Huxley has now moved completely away from his essentially linear satires and created here a complex novel of ideas. Influences abound but three struck me. The first is Proust (and, if we weren’t aware of this, the narrator/Huxley character of this novel tells us that he has read Proust three times.) Huxley himself was much influenced by Proust and, indeed, appears in A la recherche du temps perdu. Here, time takes on a different dimension as we jump backwards and forwards to key events in his life. The second is George Meredith. Meredith is rarely read these days outside academic circles and, frankly, he is a difficult novelist. However, in Huxley’s day he was much admired and read and Huxley was one of his admirers. Meredith wrote social novels but novels of ideas and traces of Meredith can clearly be seen in this novel.
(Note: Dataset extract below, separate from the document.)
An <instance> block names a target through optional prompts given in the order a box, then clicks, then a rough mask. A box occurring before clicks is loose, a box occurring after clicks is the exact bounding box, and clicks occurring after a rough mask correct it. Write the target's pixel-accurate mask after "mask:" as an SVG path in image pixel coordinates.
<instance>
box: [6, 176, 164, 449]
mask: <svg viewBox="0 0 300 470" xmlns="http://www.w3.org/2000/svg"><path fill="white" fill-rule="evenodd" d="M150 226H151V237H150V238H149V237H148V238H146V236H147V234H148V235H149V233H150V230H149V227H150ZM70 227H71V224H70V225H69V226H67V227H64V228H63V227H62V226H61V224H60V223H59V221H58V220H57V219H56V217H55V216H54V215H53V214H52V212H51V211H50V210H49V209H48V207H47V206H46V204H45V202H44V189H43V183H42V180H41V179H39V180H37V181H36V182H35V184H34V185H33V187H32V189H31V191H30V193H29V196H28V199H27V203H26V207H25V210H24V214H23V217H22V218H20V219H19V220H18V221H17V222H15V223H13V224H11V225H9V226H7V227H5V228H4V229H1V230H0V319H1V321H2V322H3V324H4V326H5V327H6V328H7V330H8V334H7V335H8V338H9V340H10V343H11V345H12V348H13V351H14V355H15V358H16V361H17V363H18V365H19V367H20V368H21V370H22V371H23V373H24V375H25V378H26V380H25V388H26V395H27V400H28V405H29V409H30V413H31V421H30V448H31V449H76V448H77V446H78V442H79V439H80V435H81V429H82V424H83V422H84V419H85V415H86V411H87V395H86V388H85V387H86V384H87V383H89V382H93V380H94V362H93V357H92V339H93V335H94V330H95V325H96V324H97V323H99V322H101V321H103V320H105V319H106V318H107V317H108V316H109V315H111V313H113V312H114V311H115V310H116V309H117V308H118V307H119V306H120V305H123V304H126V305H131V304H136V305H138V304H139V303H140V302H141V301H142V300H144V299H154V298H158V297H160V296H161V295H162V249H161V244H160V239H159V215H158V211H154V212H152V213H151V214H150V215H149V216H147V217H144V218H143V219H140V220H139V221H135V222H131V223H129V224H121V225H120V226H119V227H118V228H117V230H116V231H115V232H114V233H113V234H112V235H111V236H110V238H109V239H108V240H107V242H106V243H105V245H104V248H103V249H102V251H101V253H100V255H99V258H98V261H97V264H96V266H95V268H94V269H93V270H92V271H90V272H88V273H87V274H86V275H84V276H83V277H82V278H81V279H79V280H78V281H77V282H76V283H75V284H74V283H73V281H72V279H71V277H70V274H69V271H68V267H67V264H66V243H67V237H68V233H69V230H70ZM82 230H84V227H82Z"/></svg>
Finally, the earthiness of Huxley’s friend D H Lawrence can also be seen. It is difficult to imagine the earlier Huxley being so frank about sex and the body as he is here.

The story concerns Anthony Beavis who, as in earlier Huxley novels, is based on Huxley himself. Because Huxley divides the novel into chunks we follow his story not chronologically but with the key events all occurring towards the end of the novel. The key events include the betrayal of his friend Brian Foxe (by having a brief fling with Foxe’s fiancée), leading to Foxe’s apparent suicide, his travel to Mexico with his friend Mark Staithes, leading to Staithes’ gangrene, his relationship first with Mary Amberley, who becomes a drug addict, and then with her daughter, Helen, and his political development ending up, like Huxley, as more or less Buddhist in his views. But, as this is a novel of ideas, the novel is about more than just betrayal and failure but also about fitting in or, more appropriately, not fitting in with the current mores. There is also wide-ranging discussion of these ideas, including pacifism and socialism, two -isms Huxley was fully advocating at the time. It is this complex set of ideas that make this novel more interesting than it predecessors.